Just like a racing engineer, having the real time data available in a useful format means software engineers can ensure that the build process runs flawlessly. This is especially important in a Continuous Integration (CI) environment where the frequent building of the software is essential to the actual development process.

Another key aspect of custom dashboards is that it can present the processes and data of the automated build environment in a terminology familiar to the engineers. Every company has a slightly different way of naming the various parts of the build process. Should it be called a patch or a change? Then there are builds, releases, betas, forks, branches, labels, modules, merges and repositories.

The terminology around source code control, change management and build processes is rich and varied. ElectricCommander has its own terminology which could be used but it would be unfamiliar to the engineers. This unfamiliarity could be lead to a resistance to change, no matter what the benefits are. However, by using a custom dashboard, the existing terminology and nomenclature of an organization can be retained.

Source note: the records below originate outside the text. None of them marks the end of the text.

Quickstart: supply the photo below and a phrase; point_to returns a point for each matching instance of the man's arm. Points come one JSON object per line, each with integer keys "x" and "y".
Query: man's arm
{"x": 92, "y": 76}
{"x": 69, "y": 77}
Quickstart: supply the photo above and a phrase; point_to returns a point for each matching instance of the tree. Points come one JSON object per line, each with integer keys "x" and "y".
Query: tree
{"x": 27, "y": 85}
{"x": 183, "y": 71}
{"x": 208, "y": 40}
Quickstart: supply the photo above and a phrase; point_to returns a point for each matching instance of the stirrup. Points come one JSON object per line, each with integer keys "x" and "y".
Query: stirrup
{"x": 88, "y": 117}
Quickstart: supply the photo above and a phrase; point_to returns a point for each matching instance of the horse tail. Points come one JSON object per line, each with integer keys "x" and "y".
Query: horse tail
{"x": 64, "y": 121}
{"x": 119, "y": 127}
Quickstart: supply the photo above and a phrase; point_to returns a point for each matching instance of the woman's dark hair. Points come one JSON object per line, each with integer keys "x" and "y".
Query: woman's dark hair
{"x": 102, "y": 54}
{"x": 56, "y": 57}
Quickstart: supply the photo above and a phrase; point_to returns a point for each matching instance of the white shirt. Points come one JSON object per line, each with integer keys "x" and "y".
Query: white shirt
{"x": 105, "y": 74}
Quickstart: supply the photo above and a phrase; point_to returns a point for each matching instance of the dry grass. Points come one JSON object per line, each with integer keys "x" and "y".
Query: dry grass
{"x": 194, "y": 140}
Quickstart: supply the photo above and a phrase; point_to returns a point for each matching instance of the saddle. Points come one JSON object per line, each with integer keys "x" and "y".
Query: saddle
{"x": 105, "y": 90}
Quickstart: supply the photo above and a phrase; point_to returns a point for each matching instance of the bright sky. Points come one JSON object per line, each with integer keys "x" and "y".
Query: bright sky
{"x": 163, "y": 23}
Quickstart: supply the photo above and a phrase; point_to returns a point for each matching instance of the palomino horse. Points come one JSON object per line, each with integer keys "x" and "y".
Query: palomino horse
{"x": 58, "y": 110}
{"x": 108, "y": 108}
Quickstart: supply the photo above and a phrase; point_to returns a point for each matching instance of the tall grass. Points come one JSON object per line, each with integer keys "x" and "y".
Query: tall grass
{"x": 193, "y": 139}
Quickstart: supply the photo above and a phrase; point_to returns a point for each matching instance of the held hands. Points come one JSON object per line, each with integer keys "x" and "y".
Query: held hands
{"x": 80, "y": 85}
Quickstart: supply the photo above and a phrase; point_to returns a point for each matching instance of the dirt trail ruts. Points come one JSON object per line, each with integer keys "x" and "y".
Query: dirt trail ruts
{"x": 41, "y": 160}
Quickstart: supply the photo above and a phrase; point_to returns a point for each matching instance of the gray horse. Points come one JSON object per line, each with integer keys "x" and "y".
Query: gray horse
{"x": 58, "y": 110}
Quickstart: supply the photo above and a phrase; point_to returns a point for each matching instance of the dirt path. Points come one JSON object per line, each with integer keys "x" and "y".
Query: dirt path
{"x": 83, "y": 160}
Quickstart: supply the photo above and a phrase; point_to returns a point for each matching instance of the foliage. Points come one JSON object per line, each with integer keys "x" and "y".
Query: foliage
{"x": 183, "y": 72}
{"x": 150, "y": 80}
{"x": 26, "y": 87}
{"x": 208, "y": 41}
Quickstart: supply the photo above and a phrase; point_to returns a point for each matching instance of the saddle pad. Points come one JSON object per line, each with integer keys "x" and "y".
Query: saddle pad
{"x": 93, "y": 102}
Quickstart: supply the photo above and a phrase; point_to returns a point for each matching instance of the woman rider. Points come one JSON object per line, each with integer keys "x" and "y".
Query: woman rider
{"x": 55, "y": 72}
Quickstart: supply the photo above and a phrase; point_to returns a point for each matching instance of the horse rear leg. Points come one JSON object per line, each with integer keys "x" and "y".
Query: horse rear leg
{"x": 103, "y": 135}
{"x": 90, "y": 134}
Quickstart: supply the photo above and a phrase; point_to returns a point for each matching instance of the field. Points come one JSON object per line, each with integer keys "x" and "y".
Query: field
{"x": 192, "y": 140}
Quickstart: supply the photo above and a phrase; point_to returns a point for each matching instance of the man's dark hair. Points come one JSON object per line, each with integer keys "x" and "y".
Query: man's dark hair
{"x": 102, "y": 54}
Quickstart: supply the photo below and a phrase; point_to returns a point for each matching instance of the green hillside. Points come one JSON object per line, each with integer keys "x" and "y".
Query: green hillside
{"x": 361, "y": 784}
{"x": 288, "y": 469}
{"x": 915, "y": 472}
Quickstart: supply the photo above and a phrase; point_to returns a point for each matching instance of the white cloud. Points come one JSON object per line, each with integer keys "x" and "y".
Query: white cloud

In the same way that organizations have existing terminology for various aspects of the software engineering process, they also have methodologies. ElectricCommander doesn’t force a methodology onto a organization but rather it creates the automated build process within an existing system. The use of custom process dashboards mean that familiar methodologies remain intact and the need for re-training is reduced.

Custom process or metrics dashboards can be created to access the powerful features and data gathering abilities of ElectricCommander making it work for you and not forcing you to work for it.